How to Provide Your Training Data

About Training Data
How to Map Your Untrained Machine Learning Provider to a Taxonomy
Set Rules for Your Terms (Nodes)
Train Your Machine Learning Provider
How to Retrain Your ML Provider with New Documents (Data)
Rules Engine Pipeline Stage
How to Test Your ML Provider Taxonomy

About Training Data

Before proceeding examine your training data and ensure your data meets the following requirements:

Your training data must be:

Based on keywords inside the document
Based on word association
Based on similar documents
DO NOT provide documents with a wide range of numerical data, such as:
- Graphs
- Charts
- Tables
- Scientific drawings or schematics with numerical values

For information about how

For Information, see https://docs.microsoft.com/en-us/azure/machine-learning/algorithm-module-reference/multiclass-decision-forest

How to Map Your Untrained Machine Learning Provider to a Taxonomy

You can map your untrained Machine Learning Provider to a new or existing taxonomy.
Click "Manage Taxonomies" from the left-side navigation.
Select a taxonomy.
1. Enter a new taxonomy in the "Enter new taxonomy name" text box and click Create and then select the new taxonomy from the list shown,
  or
2. Select an existing taxonomy from the list shown.
The Rules page opens.
To add a term (node), right-click your Taxonomy at the top of the right pane and select "Add term" from the sub-menu that appears.
1. Enter all the terms you have training data for.
In the following example, the Taxonomy "SentimentDetect" has two terms defined
- Positive
- Negative
These terms are detected by the ML algorithm in conversation or text that it processes.
Select your Taxonomy and then select the (available) ML provider for the taxonomy from the drop-down menu in the MACHINE LEARNING tab.
The setting is automatically saved.
Now set the training data for your terms or "nodes."
- Note: Training data can not be set for the root ("SentimentDetect," in the example below).
Select the node you want to add training data for.
1. In the example below, we select the Positive node.
Drag-and-drop or click the icon at the bottom of the MACHINE LEARNING tab to add the documents that contain training data.
- See the example below (the documents added contain "positive" and "negative" language).
Google ML requires at least 30 training documents per node, but recommends 100. The more documents used, the more accurate the ML.
Selecting the document in the left-side pane reveals the document contents on the right side.
Add training documents for all nodes.

Set Rules for Your Terms (Nodes)

Term rules support the following rules:

RegEx
Kusto Query Language (KQL)

For each term or "node" the ML rule used when processing training documents is shown in the Term Rule dialog box.

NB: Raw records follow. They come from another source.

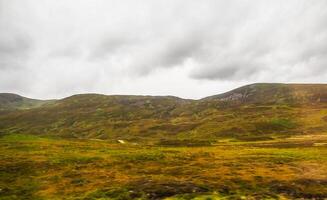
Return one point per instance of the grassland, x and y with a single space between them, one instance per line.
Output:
33 167
262 141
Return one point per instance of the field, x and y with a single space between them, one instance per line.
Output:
33 167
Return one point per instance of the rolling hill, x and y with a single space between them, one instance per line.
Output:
9 101
252 112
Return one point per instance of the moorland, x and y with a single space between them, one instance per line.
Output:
260 141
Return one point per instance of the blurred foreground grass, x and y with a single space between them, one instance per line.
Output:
32 167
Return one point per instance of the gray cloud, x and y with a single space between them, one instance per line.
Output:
57 48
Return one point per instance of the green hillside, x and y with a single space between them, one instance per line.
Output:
253 112
9 101
261 141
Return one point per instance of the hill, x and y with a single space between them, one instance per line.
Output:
253 112
9 101
272 93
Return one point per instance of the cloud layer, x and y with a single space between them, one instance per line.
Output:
50 49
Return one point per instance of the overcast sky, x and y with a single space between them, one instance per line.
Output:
186 48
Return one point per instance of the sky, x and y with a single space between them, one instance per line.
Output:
186 48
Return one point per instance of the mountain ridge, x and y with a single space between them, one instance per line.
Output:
252 111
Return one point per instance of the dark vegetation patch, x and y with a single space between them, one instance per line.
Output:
274 125
148 189
184 142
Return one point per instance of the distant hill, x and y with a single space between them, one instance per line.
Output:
9 101
275 93
252 112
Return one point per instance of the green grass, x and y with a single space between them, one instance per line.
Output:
40 168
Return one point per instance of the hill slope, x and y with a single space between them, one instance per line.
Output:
276 93
252 112
9 101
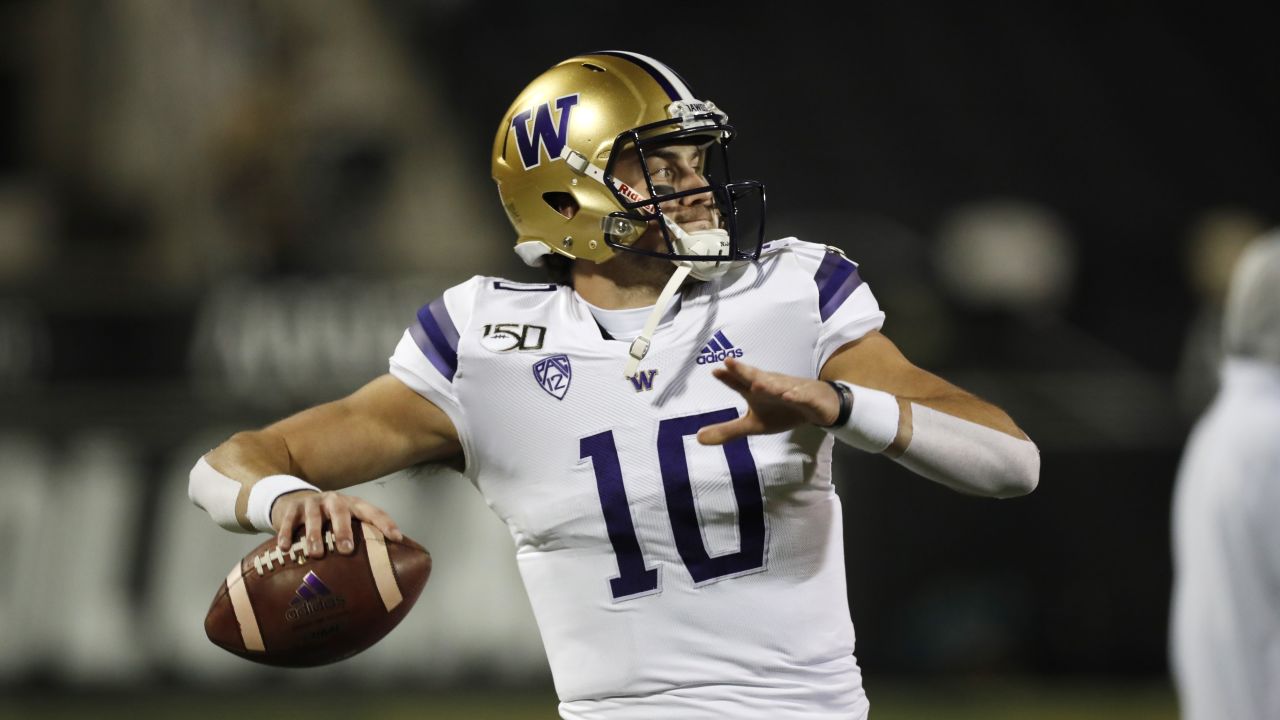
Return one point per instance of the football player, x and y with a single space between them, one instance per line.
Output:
656 427
1225 610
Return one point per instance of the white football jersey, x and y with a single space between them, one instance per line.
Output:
668 579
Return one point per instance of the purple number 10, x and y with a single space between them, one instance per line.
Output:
634 578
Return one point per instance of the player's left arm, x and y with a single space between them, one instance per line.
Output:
918 419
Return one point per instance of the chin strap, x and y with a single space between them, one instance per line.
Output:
712 244
640 345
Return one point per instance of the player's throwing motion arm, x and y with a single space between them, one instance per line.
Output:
891 406
252 482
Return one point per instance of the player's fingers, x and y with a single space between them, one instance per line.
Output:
732 381
314 518
288 520
379 518
720 433
339 516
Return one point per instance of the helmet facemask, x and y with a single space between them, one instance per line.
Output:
735 210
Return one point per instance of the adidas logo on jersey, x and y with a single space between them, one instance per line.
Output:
717 349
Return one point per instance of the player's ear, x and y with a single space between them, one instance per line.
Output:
563 203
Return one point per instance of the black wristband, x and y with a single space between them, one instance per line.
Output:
846 404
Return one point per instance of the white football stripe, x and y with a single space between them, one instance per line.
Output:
380 564
250 632
666 72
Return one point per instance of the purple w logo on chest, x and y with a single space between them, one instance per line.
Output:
553 374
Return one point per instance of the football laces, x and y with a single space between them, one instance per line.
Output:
297 554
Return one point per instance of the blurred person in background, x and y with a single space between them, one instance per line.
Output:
1225 616
1214 244
668 578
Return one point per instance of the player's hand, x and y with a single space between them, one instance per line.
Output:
775 402
311 510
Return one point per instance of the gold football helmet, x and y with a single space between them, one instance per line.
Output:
558 145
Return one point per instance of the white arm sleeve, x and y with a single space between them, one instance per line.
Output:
218 495
959 454
969 458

You can set the Term Rule for each term (or node) as follows:

No rule
Default (auto-generated) rule
Combination of complex (RegEx/KQL) rules and ML rules

If the termor ML rules find a match in a training document, the tag is applied.

Enter the Term Rule for each term in your taxonomy. Click Save changes after each rule is entered.

To clear the training data for a Machine Learning Provider, use the "Clear All Training Data" button next to the Train button discussed in the following section.

Train Your Machine Learning Provider

Once the procedures above are complete, you are ready to train your Machine Learning Provider.

If you are still on the Rules page, click back in your web browser.
Select Machine Learning Providers from the left side navigation.
The available ML providers appear.
Note: The Status of your ML provider will be "Needs Training."
Select your Machine Learning Provider by clicking its name.
Click the Train button at the bottom of the screen.

Note: Machine learning training is not Incremental, it is Full. If you add documents to your ML provider, a full training process must be run to incorporate all data.
Depending on how much data you provide your ML provider, and how many items, the training process can take 3-6 hours or more.
Proceed to set up your Rules Engine Pipeline stage next (below), the tagging engine which applies the ML provider taxonomy.

How to Retrain Your ML Provider with New Documents (Data)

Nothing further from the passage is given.